Energiesparend Sanieren ist laut dena-Geschäftsführer Stephan Kohler die beste Antwort auf steigende Energiepreise. "Dadurch sinken die Nebenkosten, der Wohnkomfort steigt und die Immobilie bleibt dauerhaft attraktiv auf dem Markt. Die Nachfrage nach Gebäuden mit einer guten Energiebilanz wird merklich steigen, wenn Eigentümer, Käufer und Mieter demnächst anhand von Energieausweisen den Energiebedarf genau einschätzen können." Auch für die Pilotprojekte in Nordrhein-Westfalen wird nach der Modernisierung ein Energieausweis ausgestellt. Mit einem Primärenergiebedarf von unter 42 kWh pro Quadratmeter und Jahr liegen sie optimal im grünen Bereich der Energieeffizienzskala.

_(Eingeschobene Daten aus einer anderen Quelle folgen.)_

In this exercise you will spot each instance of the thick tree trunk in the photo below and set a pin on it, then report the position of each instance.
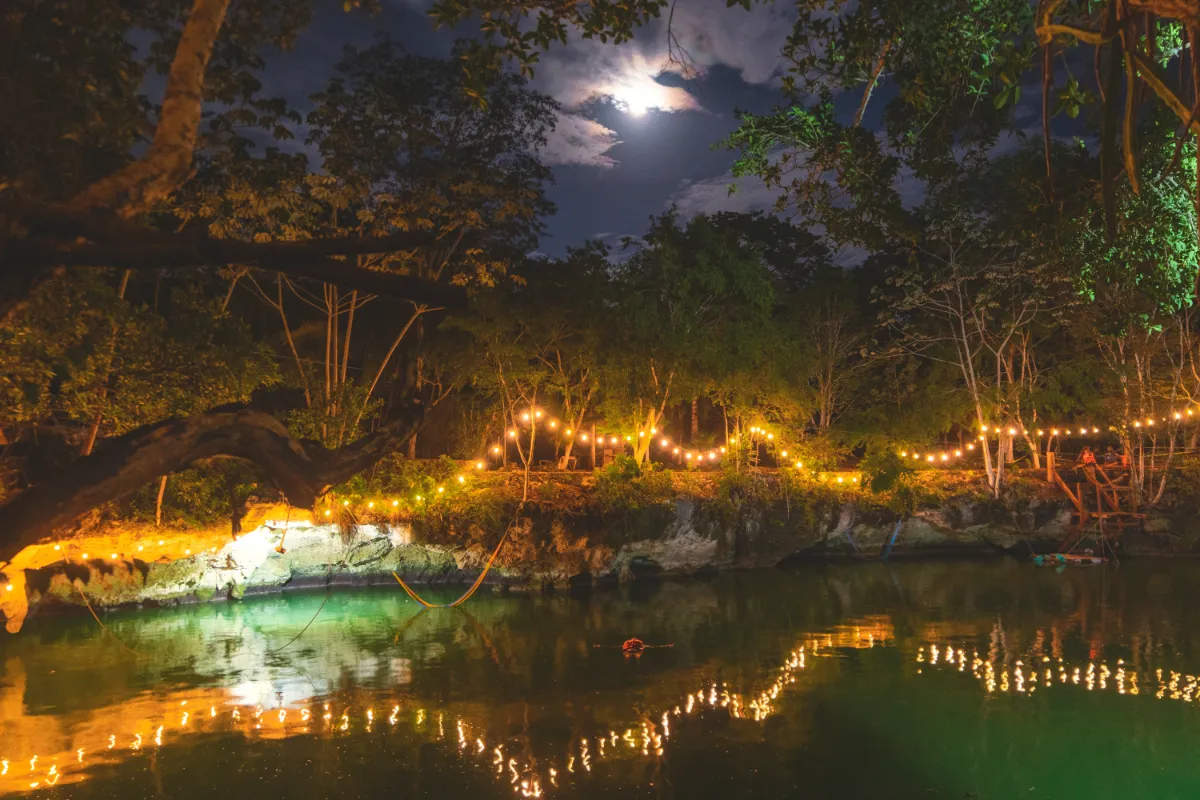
(124, 464)
(168, 162)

Zu den vorbildlichen Sanierungsprojekten gehören unterschiedliche Gebäude aus den Jahren 1929 bis 1974, vom Einfamilienhaus mit 130 Quadratmetern in Oberhausen bis zum Mehrfamilienhaus mit über 1630 Quadratmetern in Düsseldorf. Weitere Projekte befinden sich in Köln, Düren, Bedburg, Kamen, Castrop-Rauxel, Bielefeld und Wadersloh. "Im Schnitt wird der Primärenergiebedarf um über 89 Prozent reduziert, mit solchen Ergebnissen wird der sanierte Altbau erst richtig schick", betonte Prof. Dr. Norbert Hüttenhölscher, Leiter der Energieagentur NRW, die diese Projekte vor Ort koordiniert. "Möglich ist dies durch optimale Dämmung und Verglasung sowie effiziente Heizungs- und Lüftungsanlagen - kurzum durch zeitgemäße Haustechnik."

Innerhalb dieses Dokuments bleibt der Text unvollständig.